Strong communication skills are the basis for success in most career fields. At Mount Aloysius College, English is one of the "double major" options for education majors. Additionally, while significant numbers of English majors go on to earn Master's degrees and Ph. D's in order to enter careers in higher education, many also gain admission to law schools. Moreover, English majors with the required science courses can be strong candidates for medical school. Finally, a glance at the Wall Street Journal's surveys of the Fortune 500 CEO's will reveal that many English majors experience extraordinary success in the business world as well.
The Bachelor of Arts degree in English is designed to give students an excellent background in the arts and sciences while helping them become sophisticated "producers" and "consumers" of texts, both written and spoken. In other words, the English major promotes the ability to bring critical thinking skills to bear in speaking, writing, listening, and reading.

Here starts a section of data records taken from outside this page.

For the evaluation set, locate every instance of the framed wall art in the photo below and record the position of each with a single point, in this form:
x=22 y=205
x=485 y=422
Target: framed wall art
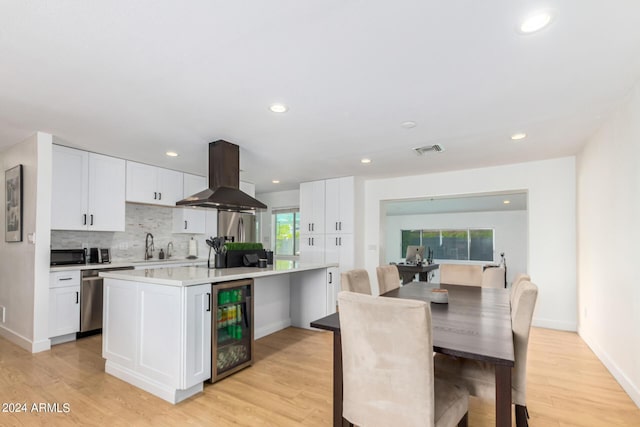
x=13 y=187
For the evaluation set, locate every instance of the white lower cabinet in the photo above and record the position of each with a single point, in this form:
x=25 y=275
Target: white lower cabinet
x=64 y=310
x=312 y=248
x=333 y=287
x=64 y=305
x=158 y=337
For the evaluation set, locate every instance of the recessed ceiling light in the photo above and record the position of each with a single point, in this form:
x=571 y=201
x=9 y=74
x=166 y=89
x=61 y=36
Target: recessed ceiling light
x=535 y=22
x=278 y=108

Additionally, the program fosters a view of literature as what critic Kenneth Burke calls "equipment for living." Burke suggests that in exploring literary works, readers are "trying on" the perspectives of different writers and characters. Such activities can help readers develop a capacity for empathy-particularly in examining the work of marginalized groups-as well as a store of strategies to employ in the readers' own encounters with the world.
Finally, through their development of sensitivity to matters of literary art, students open themselves to what Marshall Gregory calls "art's dimension of mystery . . . the suggestiveness, emotiveness, and inexhaustible power that language can acquire when it is used as art." The ability to avail themselves of that power enriches English majors as they explore the wide variety of career paths open to them.